# Interest group forums > Food Industry Forum >  Selling homemade products

## Dolly

I just wanted to find out if one would get into trouble with the law if one sells homemade products. For axample i get a recipe from somewhere, lets say from the internet, try and waaala i works, i start producing in bulk and sell, or maybe there are other things i have to take into consideration like food standard ect

----------


## roryf

Fine to start small without any certification,as you get bigger the Health Dept. will start visiting and you will need Certificate of Acceptability from your Local Health Dept. I am pretty sure HACCP will become the minimum standard in all SA food factories.If you start selling to the retailers expect to be audited by them.

We currently have two food standards being the SANS 10049 an SANS 10330.I do not feel that the Government enforces these standards, as some of the factories that I have visited are scary!There are plenty more standards/accreditations like ISO 22000,BRC etc.

Start without the papers and when your business takes off then change accordingly.

Good luck!

----------

Dolly (14-Dec-11)

----------


## Dave A

As Rory indicates, this is probably going to be driven by where you propose to sell your goods.

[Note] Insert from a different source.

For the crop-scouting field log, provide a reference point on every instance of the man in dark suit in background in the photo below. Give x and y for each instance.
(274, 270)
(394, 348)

In the days when my wife used to produce food for a home industries shop here in Durban, she had to have her kitchen inspected by the Durban City Health Department to comply with local municipal by-laws (which were enforced by the shop BTW. No letter from City Health - no goods accepted).

It wasn't too onerous as I recall - the minimum standards required by the health inspector were entirely reasonable. But it was many years ago - things may have got stickier since.

However, if you're thinking of selling your goods to an outlet applying HACCP principles, you could be in for quite a rude awakening.

----------

Dolly (14-Dec-11)

----------